Jung Soo  Chu

Jung Soo Chu

Scholar Title

MIT EECS Undergraduate Research and Innovation Scholar

Research Title

Automated Document Processing and Data Extraction with Computer Vision, OCR, and NLP





Research Areas
  • Artificial Intelligence and Machine Learning

Amar Gupta


Optical character recognition (OCR), computer vision (CV), and natural language processing (NLP) have made signifi- cant leaps in the past two decades, and have transformed many industries, including automated document processing. It offers a tremendous advantage in processing time and consistency over human workers, sometimes even in accuracy. However, extracting information in a structured format from a pool of documents of widely varying formats is still a challenge that very few have been successful so far. In this paper, we present a solution to this problem in the setting of electronic parts specification documents. Our solution’s highlight is its two-module design consisting of a classification module and extraction module. The classification module identifies the format of the input document, and the extraction module then takes in that information and chooses the best algorithm for extracting information from it. This approach is an effective design that achieves a balanced compromise between the time it takes to build the algorithms and accuracy.

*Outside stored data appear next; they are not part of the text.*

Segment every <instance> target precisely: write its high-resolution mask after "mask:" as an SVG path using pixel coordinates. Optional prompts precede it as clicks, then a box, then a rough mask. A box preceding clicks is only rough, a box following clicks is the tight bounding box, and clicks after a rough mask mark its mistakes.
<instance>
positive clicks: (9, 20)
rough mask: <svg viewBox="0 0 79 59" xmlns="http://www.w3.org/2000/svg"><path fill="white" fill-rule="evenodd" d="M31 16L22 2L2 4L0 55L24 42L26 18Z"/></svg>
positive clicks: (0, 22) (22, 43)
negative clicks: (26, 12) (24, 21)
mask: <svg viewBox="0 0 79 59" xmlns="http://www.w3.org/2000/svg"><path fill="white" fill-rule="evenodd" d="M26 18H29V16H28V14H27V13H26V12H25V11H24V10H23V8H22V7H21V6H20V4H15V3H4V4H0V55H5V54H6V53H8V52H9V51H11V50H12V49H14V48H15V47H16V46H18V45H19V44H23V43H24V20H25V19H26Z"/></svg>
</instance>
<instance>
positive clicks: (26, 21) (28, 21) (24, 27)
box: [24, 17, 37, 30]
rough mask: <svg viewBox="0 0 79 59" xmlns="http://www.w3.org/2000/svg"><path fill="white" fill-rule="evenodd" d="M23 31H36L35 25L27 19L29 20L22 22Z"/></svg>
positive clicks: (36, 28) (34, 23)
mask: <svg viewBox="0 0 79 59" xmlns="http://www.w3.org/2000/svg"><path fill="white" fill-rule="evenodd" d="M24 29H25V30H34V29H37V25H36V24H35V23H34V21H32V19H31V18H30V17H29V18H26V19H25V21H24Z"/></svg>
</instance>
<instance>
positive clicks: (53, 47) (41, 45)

As a senior in 6-3 and 18, I have been the most interested in both the application and theoretical sides of AI/ML. This SuperUROP opportunity has offered me an invaluable experience in applying my AI/ML knowledge to tackle a real-world problem that affects the largest electronic part distributor in the world. The SuperUROP assignments and presentations/deliverables to the sponsor company gave me a full vision on and deep understanding of the project that would have been impossible otherwise. Through this project, I grew as a software engineer and AI/ML researcher, and I was motivated to MEng with AI/ML concentration and pursue this field in the industry afterwards.